On April 3, the former vice president’s campaign said Biden supported the Trump administration’s travel restrictions on China, and it said Biden’s “reference to xenophobia” wasn’t about the travel restrictions but rather “Trump’s long record of scapegoating others at a time when the virus was emerging from China.”
“Joe Biden supports travel bans that are guided by medical experts, advocated by public health officials, and backed by a full strategy,” Kate Bedingfield, Biden’s deputy campaign manager, told CNN. “Science supported this ban, therefore he did too.”
The next day, on April 4, Trump said there had been “breaking news last night” that Biden “agreed that [Trump] was correct when I stopped people from China very early — very, very early — from coming into our country.”
But Biden the following day criticized Trump for a “slow” response to the crisis, saying on ABC’s “This Week”: “You got to go faster than slower. And we started off awfully slow. He indicated that I complimented him on — on dealing with China. Well, you know, 45 nations had already moved to keep — block China’s personnel from being able to come to the United States before the president moved. So, it’s just — it’s about pace. It’s about — it’s about the urgency. And I don’t think there’s been enough of it, urgency.”

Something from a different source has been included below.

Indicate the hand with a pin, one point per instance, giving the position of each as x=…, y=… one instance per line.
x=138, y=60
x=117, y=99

As we’ve explained before, both politicians have spun the facts on whether Trump’s travel restrictions were “very, very early,” as Trump claims, or after “45 nations had already moved,” as Biden said. Data from Think Global Health, a project by the Council on Foreign Relations tracking countries’ travel restrictions, show “that the United States was neither behind nor ahead of the curve in terms of imposing travel restrictions against China,” a co-author of the tracker, Samantha Kiernan, a research associate on global health, economics, and development, told us.
In late April, Trump claimed that Biden had “apologized,” and in a May 3 Fox News virtual town hall, the president twice said Biden made that apology in a letter.
Trump, Fox News virtual town hall, May 3: They called me a racist. They said “xenophobic.” Biden said, “He was xenophobic.” Biden has now written a letter of apology because I did the right thing. I saved hundreds of thousands of lives. …
And he actually apologized with a letter on a Friday night saying, “He made the right move.” It wasn’t well played by the press, but he said I made the right move.
We found no evidence of an apology letter. Biden campaign spokesman Andrew Bates told us in an email: “Never happened.”
As for Trump’s claim about saving “hundreds of thousands of lives,” we found no support for such a figure, either. As we’ve written, the few studies that have been done on travel restrictions the United States and other countries enacted on China estimate those measures had modest impacts, slowing the initial spread outside of China but not containing the coronavirus pandemic.
Trump also referred to “a letter of apology” a few weeks prior, in an April 13 coronavirus task force briefing, during a back-and-forth with a reporter over what the administration had done regarding the coronavirus pandemic in February. Trump cited his travel restrictions on China and said of Biden, “Why did he write a letter of apology?” The reporter, CBS News’ Paula Reid, replied, “I don’t think the unemployed people right now care about why Joe Biden didn’t apologize to you, sir.”
In fact, Biden didn’t apologize — his campaign instead said he supported the president’s China travel restrictions.